Dear Eric and Becca,
I am so tempted to say “I know how you feel.” But that’s not true. Having been in your situation, I have a good idea what you are going through. I know what my pain felt like. I remember hearing the ER doctor tell me I was miscarrying, that nothing could be done to stop it, and that I should go home and rest—and wanting to rip his heart out, the way it felt that he was ripping mine out. I remember the agony, the confusion, the anger, the emptiness. The hopeless longing that it was all a bad dream. And it’s not hard to imagine that the two of you are feeling some combination of those same emotions.
But I can’t say that I know just how you feel because each loss is different. Each parent is going to grieve in a different way. The two of you, as much as you love each other and as much as you both love that little baby, are going to grieve the loss differently. Some days, Eric will hold you, Becca, when you feel like you can’t go on. Some days, he will not be able to stop crying and you will need to hold him up. You will be strong for each other, even when you feel like you have no strength. That love you share, the love for each other and the love for God, is what will give you that strength.
People are going to give you a lot of advice. You have probably already noticed that. You are going to hear things ranging from why this happened to how to grieve to when to try again. The advice will come from friends, family, and even from virtual strangers. Some will come from people who have gone through a loss like yours; some will come from people who never have. Please keep in mind that every piece of advice is meant to bring comfort. Some of the words won’t sound very comforting. In fact, some are bound to sound downright hurtful. It took me a long time—months, years in some cases—to move beyond the words and see the kindness at the heart of the one who spoke them to me. I don’t want that for you. My prayer is that you both can keep your eyes and your hearts focused on God through this difficult time, that you can do a better job than I ever did of handing your pain over to Him.
Eric, whenever I think of you, I think of you with a smile on your face. You were always a happy baby boys, smiling and laughing. As a child, you teased everyone. The only time I remember you not smiling was when I “forced” you to dance with me at my wedding. But I don’t think I ever saw a brighter, more radiant smile on your face than the one that was there the moment the church doors opened and you saw Becca in her wedding dress. Becca, the only time I met you was the weekend you married my nephew. It’s been a very long time since I’ve seen a couple as genuinely happy and in love as the two of you. It seems unfair that the strength of your love has to be tested in such a tragic way so early in your marriage. You made the conscious decision to invite God not only to the wedding but into your marriage. And I have no doubt that He will hold you up and give you the strength and peace to come through this challenge.

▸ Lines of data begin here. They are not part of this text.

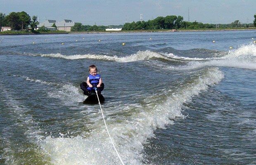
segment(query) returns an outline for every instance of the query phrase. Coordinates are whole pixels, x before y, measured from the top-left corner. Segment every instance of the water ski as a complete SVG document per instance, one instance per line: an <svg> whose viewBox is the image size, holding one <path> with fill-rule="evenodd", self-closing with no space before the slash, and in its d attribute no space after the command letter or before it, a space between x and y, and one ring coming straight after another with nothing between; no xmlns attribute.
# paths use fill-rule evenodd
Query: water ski
<svg viewBox="0 0 256 165"><path fill-rule="evenodd" d="M102 103L105 101L105 98L101 94L98 94L100 102ZM85 104L97 104L99 103L99 100L96 93L93 93L88 96L88 97L83 101L83 103Z"/></svg>

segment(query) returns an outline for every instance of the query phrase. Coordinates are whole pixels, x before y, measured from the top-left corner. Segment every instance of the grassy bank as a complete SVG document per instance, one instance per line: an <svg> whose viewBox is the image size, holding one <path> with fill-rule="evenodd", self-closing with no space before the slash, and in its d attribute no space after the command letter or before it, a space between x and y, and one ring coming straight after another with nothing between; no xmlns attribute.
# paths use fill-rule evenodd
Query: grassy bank
<svg viewBox="0 0 256 165"><path fill-rule="evenodd" d="M36 31L32 33L26 31L6 31L0 32L0 35L38 35L38 34L68 34L69 32L65 31Z"/></svg>
<svg viewBox="0 0 256 165"><path fill-rule="evenodd" d="M39 31L32 33L29 31L8 31L0 32L0 35L38 35L38 34L83 34L93 33L146 33L146 32L174 32L175 31L247 31L256 30L256 28L217 28L204 29L153 29L153 30L138 30L134 31L78 31L67 32L65 31Z"/></svg>

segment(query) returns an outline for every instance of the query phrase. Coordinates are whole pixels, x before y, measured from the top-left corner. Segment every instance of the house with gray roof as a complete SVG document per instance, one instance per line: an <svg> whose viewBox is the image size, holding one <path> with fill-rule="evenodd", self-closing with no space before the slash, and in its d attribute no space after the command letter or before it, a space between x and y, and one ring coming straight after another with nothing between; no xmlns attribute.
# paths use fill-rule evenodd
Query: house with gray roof
<svg viewBox="0 0 256 165"><path fill-rule="evenodd" d="M64 19L60 22L57 22L56 20L47 20L39 24L38 27L40 28L44 26L49 28L52 27L53 24L55 24L57 27L57 29L59 31L71 31L71 27L75 25L75 22L70 19Z"/></svg>
<svg viewBox="0 0 256 165"><path fill-rule="evenodd" d="M59 31L70 31L71 27L75 25L75 23L70 19L64 19L59 22L57 22L56 25Z"/></svg>
<svg viewBox="0 0 256 165"><path fill-rule="evenodd" d="M37 26L37 27L52 27L52 25L53 25L53 24L56 24L57 23L57 22L56 20L47 20L43 22L40 23Z"/></svg>

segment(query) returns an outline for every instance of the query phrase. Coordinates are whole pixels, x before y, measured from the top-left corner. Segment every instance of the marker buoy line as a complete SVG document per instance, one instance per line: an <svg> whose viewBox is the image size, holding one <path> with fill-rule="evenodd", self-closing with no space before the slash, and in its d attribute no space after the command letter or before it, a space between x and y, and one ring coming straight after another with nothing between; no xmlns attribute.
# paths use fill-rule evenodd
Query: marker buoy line
<svg viewBox="0 0 256 165"><path fill-rule="evenodd" d="M95 88L95 91L96 92L96 95L97 95L97 98L98 98L98 101L99 101L99 104L100 104L100 110L101 111L101 113L102 115L102 117L103 118L103 121L104 121L104 123L105 124L105 126L106 127L106 130L107 130L107 133L109 134L109 138L110 138L110 141L111 141L111 143L112 143L113 146L114 147L114 148L115 149L115 151L116 151L116 154L117 154L117 156L118 156L118 157L120 160L121 163L122 163L122 164L123 165L124 165L124 164L123 163L123 160L122 160L122 159L121 158L120 156L119 155L119 153L118 153L118 152L117 152L117 150L116 150L116 147L115 146L114 143L113 143L113 141L112 140L112 138L111 138L111 137L110 136L110 134L109 134L109 130L107 129L107 124L106 123L106 121L105 121L105 118L104 118L104 115L103 114L103 112L102 111L102 109L101 108L101 105L100 105L100 99L99 99L99 96L98 96L98 92L97 92L97 88Z"/></svg>

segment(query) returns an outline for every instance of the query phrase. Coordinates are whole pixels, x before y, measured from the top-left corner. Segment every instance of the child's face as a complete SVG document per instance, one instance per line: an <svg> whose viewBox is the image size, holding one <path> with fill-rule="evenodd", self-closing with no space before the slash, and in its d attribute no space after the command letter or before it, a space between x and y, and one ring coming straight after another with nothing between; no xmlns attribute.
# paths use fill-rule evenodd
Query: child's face
<svg viewBox="0 0 256 165"><path fill-rule="evenodd" d="M97 71L96 68L92 68L91 69L90 69L90 72L89 72L90 73L90 74L93 76L95 76L97 74L97 73L98 72Z"/></svg>

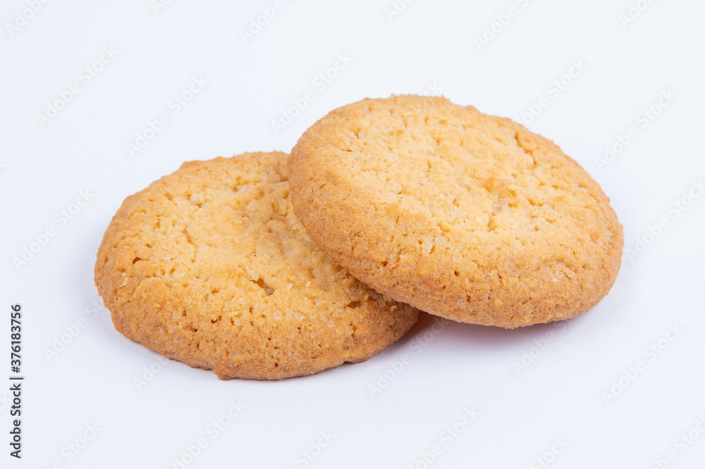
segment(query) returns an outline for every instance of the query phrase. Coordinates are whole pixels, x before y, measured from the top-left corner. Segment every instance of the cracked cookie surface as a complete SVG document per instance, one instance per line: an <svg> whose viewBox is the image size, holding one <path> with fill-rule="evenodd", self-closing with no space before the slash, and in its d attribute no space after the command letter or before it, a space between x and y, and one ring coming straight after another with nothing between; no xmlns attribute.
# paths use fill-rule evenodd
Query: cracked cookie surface
<svg viewBox="0 0 705 469"><path fill-rule="evenodd" d="M221 379L271 380L363 361L413 325L306 236L286 158L185 163L125 200L94 270L118 331Z"/></svg>
<svg viewBox="0 0 705 469"><path fill-rule="evenodd" d="M572 318L611 288L622 226L550 140L443 98L333 111L289 158L309 236L376 289L449 319L516 327Z"/></svg>

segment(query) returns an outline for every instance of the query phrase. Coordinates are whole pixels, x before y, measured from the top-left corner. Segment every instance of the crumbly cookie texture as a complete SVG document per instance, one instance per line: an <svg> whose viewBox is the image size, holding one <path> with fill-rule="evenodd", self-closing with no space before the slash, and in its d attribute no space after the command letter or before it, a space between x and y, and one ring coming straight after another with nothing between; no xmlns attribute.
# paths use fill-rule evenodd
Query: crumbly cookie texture
<svg viewBox="0 0 705 469"><path fill-rule="evenodd" d="M116 329L222 380L276 380L363 361L411 327L416 309L306 236L286 158L185 163L125 200L95 265Z"/></svg>
<svg viewBox="0 0 705 469"><path fill-rule="evenodd" d="M294 211L352 275L449 319L513 328L584 313L609 292L622 226L547 139L443 98L331 112L289 158Z"/></svg>

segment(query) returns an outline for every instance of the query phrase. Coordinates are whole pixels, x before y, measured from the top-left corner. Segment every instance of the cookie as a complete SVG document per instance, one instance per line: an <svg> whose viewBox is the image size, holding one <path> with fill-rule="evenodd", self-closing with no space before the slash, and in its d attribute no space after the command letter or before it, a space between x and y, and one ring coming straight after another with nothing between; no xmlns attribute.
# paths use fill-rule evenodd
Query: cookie
<svg viewBox="0 0 705 469"><path fill-rule="evenodd" d="M125 200L95 265L118 331L221 380L276 380L363 361L411 327L417 310L306 236L286 158L185 163Z"/></svg>
<svg viewBox="0 0 705 469"><path fill-rule="evenodd" d="M572 318L609 292L622 226L553 142L443 98L333 111L289 158L294 211L376 290L448 319L513 328Z"/></svg>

Will you come through it unchanged? Probably not. You will both carry that baby in your hearts for the rest of your lives. That baby, no matter how brief his existence, was—and forever will be—a part of you, an extension of your love for one another and your love for God. Just because you don’t have the physical reminder doesn’t mean he’s not there. Love him, remember him, cherish him—in whatever way is best for you.
This isn’t the way anyone would chose to grow. But so long as you hold on to each other and to God, you will grow and blossom through this in ways you can’t possibly imagine.
I love you. I pray that God continues to wrap you in His love, peace, and strength in the days to come.